Cognitive assessments

Annual cognitive assessments were done in the study, as described previously [15]. The global cognitive score was derived using a 19- test battery. Scores on five cognitive domains; i.e. episodic memory, semantic memory, perceptual speed, visuospatial ability, and working memory were obtained. In our analytic sample of 657, 621 participants had two or more complete cognitive assessments over up to 17 years of follow-up. During the mean follow-up of 6.7 ± 3.8 years we include cognitive data on the 4428 visits for these 621 participants.

Alzheimer’s disease neuropathology

The study methods for brain autopsy and pathological evaluations have been described in detail previously [16]. Immunohistochemistry was used to assess the amyloid-beta (one of three antibodies as previously described [17]) and Phosphorylated tau-tangles (antibody: AT8, Innogenetics, San Ramon, CA, 1:1000) were assessed using from multiple brain regions, including entorhinal, mid frontal, inferior temporal, angular gyrus, calcarine, anterior cingulate, and superior frontal cortices and hippocampus as previously described [17]. A composite continuous summary measure of the total amyloid load and neurofibrillary tangle density per mm2 was generated by the mean percent area of each region occupied by each pathology [18].

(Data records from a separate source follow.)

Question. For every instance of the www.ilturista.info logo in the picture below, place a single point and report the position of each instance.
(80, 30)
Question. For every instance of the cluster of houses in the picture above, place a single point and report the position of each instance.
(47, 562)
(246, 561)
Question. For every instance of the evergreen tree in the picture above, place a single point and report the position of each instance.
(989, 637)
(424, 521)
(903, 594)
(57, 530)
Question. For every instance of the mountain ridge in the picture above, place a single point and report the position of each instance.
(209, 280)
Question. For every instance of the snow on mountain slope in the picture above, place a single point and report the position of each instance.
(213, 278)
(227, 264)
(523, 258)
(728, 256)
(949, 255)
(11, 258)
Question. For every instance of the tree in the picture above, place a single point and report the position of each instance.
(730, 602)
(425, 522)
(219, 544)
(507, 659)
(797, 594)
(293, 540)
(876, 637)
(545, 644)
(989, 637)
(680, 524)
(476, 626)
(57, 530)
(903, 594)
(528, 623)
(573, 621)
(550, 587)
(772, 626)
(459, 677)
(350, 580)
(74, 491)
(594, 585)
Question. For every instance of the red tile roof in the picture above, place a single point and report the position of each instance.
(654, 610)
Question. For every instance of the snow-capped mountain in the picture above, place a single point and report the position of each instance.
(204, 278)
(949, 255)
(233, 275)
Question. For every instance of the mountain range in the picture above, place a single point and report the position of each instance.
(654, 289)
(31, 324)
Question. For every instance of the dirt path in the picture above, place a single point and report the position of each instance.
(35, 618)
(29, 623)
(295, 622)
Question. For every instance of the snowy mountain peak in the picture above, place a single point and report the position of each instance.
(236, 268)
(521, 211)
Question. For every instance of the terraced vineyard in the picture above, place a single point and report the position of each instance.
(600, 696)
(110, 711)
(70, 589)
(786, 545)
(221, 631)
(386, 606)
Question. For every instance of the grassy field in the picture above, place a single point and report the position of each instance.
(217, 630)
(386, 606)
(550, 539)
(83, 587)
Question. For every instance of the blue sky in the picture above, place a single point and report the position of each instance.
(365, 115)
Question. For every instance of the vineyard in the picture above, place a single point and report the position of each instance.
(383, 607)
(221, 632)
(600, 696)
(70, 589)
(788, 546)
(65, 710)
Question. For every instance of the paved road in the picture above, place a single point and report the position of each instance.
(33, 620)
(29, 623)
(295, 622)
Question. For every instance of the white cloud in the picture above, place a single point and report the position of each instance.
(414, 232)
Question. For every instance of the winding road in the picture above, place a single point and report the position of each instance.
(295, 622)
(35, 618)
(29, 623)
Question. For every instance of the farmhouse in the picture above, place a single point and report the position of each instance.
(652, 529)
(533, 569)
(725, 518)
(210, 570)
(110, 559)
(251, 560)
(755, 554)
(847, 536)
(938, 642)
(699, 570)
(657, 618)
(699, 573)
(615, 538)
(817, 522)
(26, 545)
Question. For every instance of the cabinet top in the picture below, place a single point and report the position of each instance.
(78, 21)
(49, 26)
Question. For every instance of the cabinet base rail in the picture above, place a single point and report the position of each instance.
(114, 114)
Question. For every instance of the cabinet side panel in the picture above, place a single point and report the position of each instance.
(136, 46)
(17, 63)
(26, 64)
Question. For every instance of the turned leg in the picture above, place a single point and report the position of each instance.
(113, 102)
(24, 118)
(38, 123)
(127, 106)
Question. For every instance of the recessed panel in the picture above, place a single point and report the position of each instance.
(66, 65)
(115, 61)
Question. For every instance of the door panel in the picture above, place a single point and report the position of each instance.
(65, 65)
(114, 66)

AD pathology markers including diffuse and neuritic amyloid plaques and neurofibrillary tangles were identified using modified Bielschowsky silver-staining from frontal, temporal, parietal, and entorhinal cortices, and hippocampus. The raw scores (the highest number in the 1 mm² area) were standardized in each region, then averaged across the regions to create three summary scores, which were then averaged to obtain the global AD pathology burden. We also analyzed semi-quantitative measures of AD pathology including Consortium to Establish a Registry for Alzheimer Disease (CERAD) for neuritic plaques severity [19], Braak stage for neurofibrillary tangle severity [20] and National Institute on Aging (NIA) -Reagan criteria [21] for defining pathologic AD with intermediate and high likelihood cases indicating a pathologic diagnosis.

Other covariates

Age at death in years was computed from the dates of birth and death. At enrollment sex, and education (in years), were self-reported. Apolipoprotein (APOE-ε4) genotyping was performed by Polymorphic DNA Technologies [22]. Clinical Alzheimer’s dementia diagnosis was based on the criteria of the joint working group of Neurological and Communicative Disorders and Stroke and the Alzheimer’s disease and Related Disorders Association (NINCDS-ADRDA) [23]. The mean frequency of participation in cognitive activities includes reading, writing letters, visiting a library, and playing chess or checkers, was constructed as a composite score described previously [24]. Physical activity (minutes per week) was derived for each clinical visit based on self-reported time spent over two weeks on five activities (walking for exercise, yard work, calisthenics, biking, and water exercise) [25]. Other dietary nutrients (saturated fats, vitamin E, lutein, and folate) were also assessed using the FFQ data as described previously [11, 26].

Statistical methods

Demographic and other characteristics of study participants were examined by tertile of composite copper level (combining all four brain regions inferior temporal, mid frontal, anterior cingulate, and cerebellum). The correlations between the copper levels within each brain region, overall brain copper, and dietary copper were assessed using Pearson correlation coefficients. Brain copper levels were compared between the groups: AD pathology among different groups (with and without clinical dementia diagnosis, dementia without AD pathology, and no dementia or AD pathology) using ANOVA. Baseline characteristics in Table 1 was compared using ANOVA or chi-square test. The relationship of brain copper (continuous variable and in tertiles) with AD-related outcomes was assessed by separate models using the composite copper level and the four region-specific copper levels. The composite scores for global AD pathology burden, amyloid beta load, and phosphorylated -tau tangles were square root transformed to fit the model assumption of linear regression models. We primarily studied three different associations: 1) Brain copper levels with cognition by regressing cognition score on brain copper levels and by employing linear mixed models during the years prior to death, (models controlled for age at death, sex, education, and APOE-ε4status); 2) Brain copper and AD pathology using a linear regression model (for global AD pathology burden, amyloid beta load, and phosphorylated -tau tangles) and ordinal logistic regression models (for Braak stage, NIA-Reagan, and CERAD) adjusted for age at death, sex, education, and APOE-ε4status; 3) Mean dietary copper (calorie-adjusted using the residual regression method [27] and assessed in tertiles) with cognitive decline using linear mixed model controlled for age, sex, education, late-life cognitive activities, physical activity, and APOE-ε4 status. The linear trend was also examined for all the models where observations within the tertile were assigned the median value in the corresponding tertile in regression models.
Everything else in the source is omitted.